In most cases, simply keep feeding your starter 1-2 times a day for another week or two and the sour milk smell should dissipate. The smell is due to naturally occurring lactic acid bacteria that are fermenting in your sourdough starter and creating the undesirable smell. These bacteria will eventually be overpowered by the other bacteria that are developing as well as the wild yeast in your sourdough starter. There can be multiple types of yeast present in your starter and over 50 types of bacteria. That’s quite a microbial colony living in your sourdough starter and the bad smell is usually because one type of bacteria is multiplying much more than the others and its smell become dominant. However, over time the bacteria and yeast in your sourdough starter will balance out and the rancid smells will go away.
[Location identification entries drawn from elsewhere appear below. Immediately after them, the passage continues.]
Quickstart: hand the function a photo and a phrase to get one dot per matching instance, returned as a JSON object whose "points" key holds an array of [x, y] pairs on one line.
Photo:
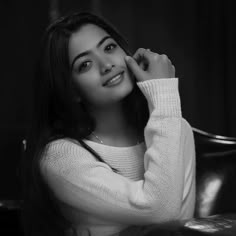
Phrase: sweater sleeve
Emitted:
{"points": [[83, 183]]}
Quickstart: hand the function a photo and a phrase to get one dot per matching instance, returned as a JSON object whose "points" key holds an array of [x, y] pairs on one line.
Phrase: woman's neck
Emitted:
{"points": [[113, 127]]}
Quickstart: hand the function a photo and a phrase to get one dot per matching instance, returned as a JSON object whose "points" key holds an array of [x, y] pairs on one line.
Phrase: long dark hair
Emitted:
{"points": [[57, 115]]}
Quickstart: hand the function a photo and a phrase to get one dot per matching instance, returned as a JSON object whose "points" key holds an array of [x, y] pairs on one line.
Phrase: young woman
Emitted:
{"points": [[109, 148]]}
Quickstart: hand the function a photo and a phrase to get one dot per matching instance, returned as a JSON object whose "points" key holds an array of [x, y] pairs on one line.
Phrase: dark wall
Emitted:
{"points": [[198, 36], [22, 25]]}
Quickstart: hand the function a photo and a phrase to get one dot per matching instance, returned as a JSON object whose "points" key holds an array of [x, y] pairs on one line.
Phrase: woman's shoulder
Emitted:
{"points": [[62, 148]]}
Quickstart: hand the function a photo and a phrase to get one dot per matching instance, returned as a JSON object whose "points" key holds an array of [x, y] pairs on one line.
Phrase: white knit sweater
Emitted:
{"points": [[156, 179]]}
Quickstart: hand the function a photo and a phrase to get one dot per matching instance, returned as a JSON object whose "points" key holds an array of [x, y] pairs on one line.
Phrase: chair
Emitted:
{"points": [[215, 174], [216, 192]]}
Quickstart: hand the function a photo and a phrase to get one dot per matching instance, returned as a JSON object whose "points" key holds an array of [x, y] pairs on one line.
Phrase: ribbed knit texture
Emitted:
{"points": [[156, 179]]}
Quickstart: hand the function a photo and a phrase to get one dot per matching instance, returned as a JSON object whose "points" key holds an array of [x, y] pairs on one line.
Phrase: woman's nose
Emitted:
{"points": [[106, 66]]}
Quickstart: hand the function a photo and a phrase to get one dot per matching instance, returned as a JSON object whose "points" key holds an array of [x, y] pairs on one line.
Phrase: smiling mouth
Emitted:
{"points": [[114, 80]]}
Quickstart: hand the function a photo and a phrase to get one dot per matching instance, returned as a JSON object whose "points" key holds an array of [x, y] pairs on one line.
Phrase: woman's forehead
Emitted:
{"points": [[86, 38]]}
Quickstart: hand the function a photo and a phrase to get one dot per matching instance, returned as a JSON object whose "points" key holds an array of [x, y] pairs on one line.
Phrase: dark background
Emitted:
{"points": [[197, 35]]}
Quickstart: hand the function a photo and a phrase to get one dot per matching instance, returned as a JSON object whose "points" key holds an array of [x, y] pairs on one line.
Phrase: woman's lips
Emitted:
{"points": [[114, 80]]}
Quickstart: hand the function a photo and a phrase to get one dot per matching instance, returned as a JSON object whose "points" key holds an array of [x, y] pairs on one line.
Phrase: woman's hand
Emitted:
{"points": [[146, 65]]}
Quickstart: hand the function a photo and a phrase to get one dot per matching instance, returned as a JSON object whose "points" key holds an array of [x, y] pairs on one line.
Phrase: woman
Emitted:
{"points": [[109, 148]]}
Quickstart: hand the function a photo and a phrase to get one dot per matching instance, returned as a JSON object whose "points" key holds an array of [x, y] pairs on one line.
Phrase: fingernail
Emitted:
{"points": [[127, 58]]}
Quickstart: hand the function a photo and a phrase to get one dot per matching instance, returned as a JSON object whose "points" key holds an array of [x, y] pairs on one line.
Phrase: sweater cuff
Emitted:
{"points": [[162, 95]]}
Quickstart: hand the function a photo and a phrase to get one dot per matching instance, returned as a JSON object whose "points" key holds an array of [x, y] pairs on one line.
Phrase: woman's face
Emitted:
{"points": [[99, 71]]}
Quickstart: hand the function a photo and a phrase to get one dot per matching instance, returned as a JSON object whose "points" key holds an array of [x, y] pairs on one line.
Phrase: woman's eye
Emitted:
{"points": [[84, 66], [110, 47]]}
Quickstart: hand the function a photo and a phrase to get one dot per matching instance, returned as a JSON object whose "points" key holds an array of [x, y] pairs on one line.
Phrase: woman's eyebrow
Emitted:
{"points": [[88, 51]]}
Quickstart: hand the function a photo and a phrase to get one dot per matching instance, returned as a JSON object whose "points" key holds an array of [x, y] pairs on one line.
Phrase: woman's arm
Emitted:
{"points": [[78, 180]]}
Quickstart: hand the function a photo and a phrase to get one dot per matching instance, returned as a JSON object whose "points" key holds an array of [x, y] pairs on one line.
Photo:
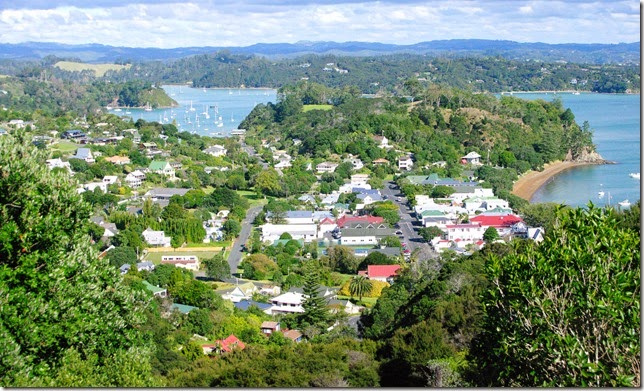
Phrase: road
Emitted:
{"points": [[234, 258], [408, 223]]}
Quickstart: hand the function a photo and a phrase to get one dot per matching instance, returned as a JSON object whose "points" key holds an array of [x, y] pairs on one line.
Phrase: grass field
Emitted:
{"points": [[99, 69], [156, 257], [306, 108], [64, 146], [252, 198]]}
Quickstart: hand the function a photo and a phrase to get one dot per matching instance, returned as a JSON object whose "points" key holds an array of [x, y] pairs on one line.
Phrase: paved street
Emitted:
{"points": [[408, 223], [234, 258]]}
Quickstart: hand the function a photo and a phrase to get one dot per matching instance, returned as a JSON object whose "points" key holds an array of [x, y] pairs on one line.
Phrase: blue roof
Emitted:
{"points": [[184, 309], [246, 304]]}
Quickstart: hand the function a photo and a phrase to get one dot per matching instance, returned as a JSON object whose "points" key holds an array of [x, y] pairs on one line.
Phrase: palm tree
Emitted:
{"points": [[360, 286]]}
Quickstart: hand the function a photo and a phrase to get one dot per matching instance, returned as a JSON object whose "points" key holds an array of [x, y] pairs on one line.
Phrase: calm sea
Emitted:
{"points": [[615, 121], [614, 118], [207, 112]]}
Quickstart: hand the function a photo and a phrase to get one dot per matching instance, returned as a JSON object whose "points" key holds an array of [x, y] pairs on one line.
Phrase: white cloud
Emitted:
{"points": [[171, 23]]}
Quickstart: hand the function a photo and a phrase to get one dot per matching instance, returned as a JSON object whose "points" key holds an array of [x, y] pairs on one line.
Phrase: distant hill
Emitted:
{"points": [[624, 53]]}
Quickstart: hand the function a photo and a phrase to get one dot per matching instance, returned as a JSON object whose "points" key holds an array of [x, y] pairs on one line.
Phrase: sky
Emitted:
{"points": [[171, 24]]}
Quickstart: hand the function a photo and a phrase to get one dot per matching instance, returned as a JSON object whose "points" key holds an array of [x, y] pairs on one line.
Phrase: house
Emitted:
{"points": [[356, 163], [384, 273], [382, 142], [244, 305], [161, 167], [405, 163], [293, 335], [118, 160], [224, 345], [164, 193], [326, 167], [380, 161], [471, 158], [57, 163], [183, 308], [156, 238], [73, 135], [464, 232], [344, 305], [84, 154], [151, 149], [272, 232], [135, 179], [269, 327], [216, 150], [345, 220], [287, 303], [503, 223], [156, 291], [240, 292], [190, 262], [359, 180]]}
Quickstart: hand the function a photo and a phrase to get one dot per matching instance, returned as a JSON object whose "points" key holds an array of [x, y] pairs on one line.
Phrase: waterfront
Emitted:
{"points": [[211, 112], [615, 121]]}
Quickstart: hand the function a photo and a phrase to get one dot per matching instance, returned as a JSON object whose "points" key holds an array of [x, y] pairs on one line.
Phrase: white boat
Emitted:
{"points": [[625, 204]]}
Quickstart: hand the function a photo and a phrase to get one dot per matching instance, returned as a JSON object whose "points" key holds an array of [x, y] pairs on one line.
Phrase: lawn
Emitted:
{"points": [[253, 198], [156, 257], [306, 108], [64, 146]]}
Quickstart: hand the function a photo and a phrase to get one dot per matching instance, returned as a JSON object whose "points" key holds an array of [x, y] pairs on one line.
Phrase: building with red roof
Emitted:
{"points": [[382, 272], [502, 223], [346, 219]]}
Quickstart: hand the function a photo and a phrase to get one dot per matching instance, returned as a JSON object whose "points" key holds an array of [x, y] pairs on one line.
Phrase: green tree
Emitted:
{"points": [[57, 295], [565, 312], [360, 286], [315, 312], [217, 267], [490, 234]]}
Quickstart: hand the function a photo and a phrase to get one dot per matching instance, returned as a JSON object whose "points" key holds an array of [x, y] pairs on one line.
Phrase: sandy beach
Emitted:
{"points": [[531, 181]]}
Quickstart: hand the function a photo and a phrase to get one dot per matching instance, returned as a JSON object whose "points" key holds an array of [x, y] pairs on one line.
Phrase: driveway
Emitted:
{"points": [[234, 258]]}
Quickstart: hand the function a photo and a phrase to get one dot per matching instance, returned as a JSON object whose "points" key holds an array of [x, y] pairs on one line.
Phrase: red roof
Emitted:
{"points": [[385, 271], [230, 343], [346, 219], [505, 221]]}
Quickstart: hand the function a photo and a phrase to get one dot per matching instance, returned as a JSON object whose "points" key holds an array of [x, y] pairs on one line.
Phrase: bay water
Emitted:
{"points": [[614, 119]]}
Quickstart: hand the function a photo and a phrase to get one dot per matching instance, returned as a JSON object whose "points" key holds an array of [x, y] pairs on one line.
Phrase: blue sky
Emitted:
{"points": [[168, 24]]}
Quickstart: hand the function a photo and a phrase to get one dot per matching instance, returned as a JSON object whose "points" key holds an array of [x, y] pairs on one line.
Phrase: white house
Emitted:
{"points": [[326, 167], [135, 179], [162, 167], [405, 163], [216, 150], [272, 232], [156, 238], [287, 303], [190, 262], [471, 158], [84, 154]]}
More fixes for your sourdough starter that smells like cheese or sour milk

If the smell isn’t going away after two weeks of regular feedings and you’ve even tried the pineapple juice method then more drastic action may be required. Follow these tips to make sure you’re doing everything you can to save your starter:

  • Transfer your starter to a clean, glass container.
  • Ensure you only ever use clean spoons or spatulas to feed and mix your sourdough starter.
  • Avoid temperatures above 90°F or 32°C.
    • Warmer temperatures encourage microbial growth however if it’s too hot the wrong types of bacteria may overpopulate your starter’s colony.
  • If your starter is more than two weeks old, consider feeding it more often (going to twice a day instead of just once for example) as the smell may indicate that the bacteria are overly hungry.

Finally, if you’ve tried all of the above it may be time to simply toss your starter and try again with a new one. Be sure to check out other common smells for sourdough starter.

1 thought on “Sourdough Starter Smells Like Cheese”

  1. My sourdough starter is about 3 years old now. It’s been doing fine but about 3 months ago I said it and it container on my counter and forgot about it. I generally keep it at a 50/50 concentration level so it’s rather moist. However, I don’t know if you have ever smelled raclette cheese but, it is likely the worst smelling stuff on earth. That smell started coming from my sourdough starter. I open the container the jar was in and visually it looks fine. It’s very gray on top with hooch and beneath it the starter looks beautiful. However, The smell of raclette is monstrous. I permeates everything in his just nasty. What type of bacteria cause that? I’m hoping that some of your tips here will help to alleviate the stench.